Nadie puede dudar de la excelencia de todos estos artistas, que merecen ser recordados no cada siglo sino cada año, y no hay que desdeñar la labor de divulgación que se realiza. El problema es que el sistema, cada vez más consolidado, de las conmemoraciones estatales está imponiendo una doble dinámica nada deseable. De un lado, instrumentaliza la creación sin ningún rubor y la sitúa al servicio de la propaganda política y del provecho económico.
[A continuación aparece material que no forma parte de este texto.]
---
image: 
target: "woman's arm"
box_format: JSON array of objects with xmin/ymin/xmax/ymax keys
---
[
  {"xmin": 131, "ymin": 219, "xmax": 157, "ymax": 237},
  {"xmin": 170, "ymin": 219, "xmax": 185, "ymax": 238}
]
La mayor parte de las administraciones nacionales, autonómicas y locales son muy poco activas en el apoyo a las artes, y utilizan las efemérides para fingir, a menudo con cuatro actividades improvisadas que se anuncian a bombo y platillo, un auténtico compromiso con la cultura. De otro, el gran evento que mira al pasado roba atención y presupuesto a la construcción del futuro. Nunca antes las sociedades de los países desarrollados tuvieron tantas facilidades para acceder a la cultura, ni tanta disposición para aprender y disfrutar de ella. Pero habremos de reconocer que el arte, la música o la danza de hoy no han llegado al gran público. El arte contemporáneo no siempre es fácil, e incluso alguna vez peca de pretencioso e innecesariamente oscuro. Pero es nuestro arte, producto de nuestro tiempo, parte (aunque a veces no sepamos reconocerlo) de nuestra cultura visual; nos analiza y nos expresa. La cultura oficial descuida la necesaria mediación (entendida como acercamiento) entre ciudadanos y artistas de hoy para ofrecernos imágenes del ayer que resultan mucho más cómodas para el público, y por tanto más rentables políticamente, y que pueden ser manipuladas sin ningún problema.